Given that $f$ is a holomorphic function on the open unit disk where its real part is always positive ($\Re f(0) >0$), show that $|f^{'}(0)| \leq 2\Re (f(0))$.
My attempt: I used Cauchy's formula, the fact that the real part is positive and harmonic to obtain the following $$|f^{'}(0)| \leq 2 \Re f(0)+ 2\max_{|z|=1/2} \Im f(z)$$ However, I don't see a way to produce the desired sharper bound.
Context: Studying for Quals #8 in http://www.math.tamu.edu/graduate/phd/quals/ncomplex/j16.pdf
Define $\phi (z) = \frac{z-f(0)}{z+\overline{f(0)}}$ which takes values from ${\Re z > 0}$ to the open unit disk.
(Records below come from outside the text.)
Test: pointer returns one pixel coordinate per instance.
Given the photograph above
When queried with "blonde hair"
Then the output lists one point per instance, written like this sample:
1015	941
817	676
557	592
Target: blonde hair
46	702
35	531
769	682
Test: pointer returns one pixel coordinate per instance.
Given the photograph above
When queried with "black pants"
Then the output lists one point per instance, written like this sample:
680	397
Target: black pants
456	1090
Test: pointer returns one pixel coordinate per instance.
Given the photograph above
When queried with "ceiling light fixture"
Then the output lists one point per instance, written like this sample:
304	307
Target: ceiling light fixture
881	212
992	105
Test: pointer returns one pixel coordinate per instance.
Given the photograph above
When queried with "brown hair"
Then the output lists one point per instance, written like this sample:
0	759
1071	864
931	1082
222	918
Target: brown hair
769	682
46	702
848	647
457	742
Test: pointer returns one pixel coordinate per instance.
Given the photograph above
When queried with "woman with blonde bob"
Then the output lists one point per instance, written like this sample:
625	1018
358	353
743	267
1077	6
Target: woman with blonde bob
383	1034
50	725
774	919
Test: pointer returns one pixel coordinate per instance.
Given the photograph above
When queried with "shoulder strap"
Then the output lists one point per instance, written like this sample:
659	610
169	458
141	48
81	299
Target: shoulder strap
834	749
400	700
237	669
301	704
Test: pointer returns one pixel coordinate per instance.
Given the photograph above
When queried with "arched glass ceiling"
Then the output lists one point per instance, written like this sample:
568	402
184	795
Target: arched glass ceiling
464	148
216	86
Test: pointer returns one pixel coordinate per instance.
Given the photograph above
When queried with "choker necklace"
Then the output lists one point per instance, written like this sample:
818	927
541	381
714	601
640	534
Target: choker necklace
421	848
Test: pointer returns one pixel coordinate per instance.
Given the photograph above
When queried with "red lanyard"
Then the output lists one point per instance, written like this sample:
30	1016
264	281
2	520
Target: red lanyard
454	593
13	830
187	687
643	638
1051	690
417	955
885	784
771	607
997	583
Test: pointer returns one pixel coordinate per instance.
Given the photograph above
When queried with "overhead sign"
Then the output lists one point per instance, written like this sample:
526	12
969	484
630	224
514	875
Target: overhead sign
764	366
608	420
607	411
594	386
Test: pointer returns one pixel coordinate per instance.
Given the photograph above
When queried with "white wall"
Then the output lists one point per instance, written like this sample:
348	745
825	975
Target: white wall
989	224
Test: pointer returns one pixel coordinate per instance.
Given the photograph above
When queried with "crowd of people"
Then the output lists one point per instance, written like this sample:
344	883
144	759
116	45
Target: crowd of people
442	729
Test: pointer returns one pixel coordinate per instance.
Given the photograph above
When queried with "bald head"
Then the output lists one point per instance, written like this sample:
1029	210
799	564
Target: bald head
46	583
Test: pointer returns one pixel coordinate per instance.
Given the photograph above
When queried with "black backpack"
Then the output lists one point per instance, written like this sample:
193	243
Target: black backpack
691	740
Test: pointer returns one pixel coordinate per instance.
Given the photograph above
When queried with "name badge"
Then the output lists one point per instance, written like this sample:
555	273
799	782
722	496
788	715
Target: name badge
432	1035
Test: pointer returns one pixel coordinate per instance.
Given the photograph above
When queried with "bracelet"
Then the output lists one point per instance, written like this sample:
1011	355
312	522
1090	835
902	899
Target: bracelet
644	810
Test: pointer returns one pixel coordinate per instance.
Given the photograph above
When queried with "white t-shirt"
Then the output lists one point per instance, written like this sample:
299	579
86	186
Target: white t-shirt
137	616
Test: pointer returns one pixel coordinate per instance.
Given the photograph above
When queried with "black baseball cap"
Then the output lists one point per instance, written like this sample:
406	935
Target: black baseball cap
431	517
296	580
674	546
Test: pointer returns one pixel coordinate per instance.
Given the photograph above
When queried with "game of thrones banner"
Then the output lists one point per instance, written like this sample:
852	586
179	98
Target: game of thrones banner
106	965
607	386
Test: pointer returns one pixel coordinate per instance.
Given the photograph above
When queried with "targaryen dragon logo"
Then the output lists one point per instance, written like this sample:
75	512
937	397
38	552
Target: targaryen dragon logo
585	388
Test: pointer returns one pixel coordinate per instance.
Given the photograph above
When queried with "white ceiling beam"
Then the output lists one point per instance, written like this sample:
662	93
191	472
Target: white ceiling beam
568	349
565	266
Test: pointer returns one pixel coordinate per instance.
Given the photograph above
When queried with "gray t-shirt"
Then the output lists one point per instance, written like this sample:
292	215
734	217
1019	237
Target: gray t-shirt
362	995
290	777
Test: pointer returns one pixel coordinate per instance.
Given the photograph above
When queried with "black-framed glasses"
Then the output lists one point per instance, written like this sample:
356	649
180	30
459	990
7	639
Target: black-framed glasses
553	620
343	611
Now we consider the function $\phi (f(z))$ which takes values from the open unit disk to itself. Also, $\phi (f(0))=0$. So, we may apply Schwarz's Lemma to obtain that $$|(\phi ( f(0)))^{'}| \leq 1.$$ Following through with the calculation, we obtain $$|(\phi ( f(0)))^{'}| = \frac{f^{'}(0)(f(0)+\overline{f(0)})}{(f(0)+\overline{f(0)})^2} \leq 1.$$ Since, $f(0)+\overline{f(0)} = 2 \Re f(0)$, we obtain $$|f^{'}(0)| \leq 2 \Re f(0)$$ as desired.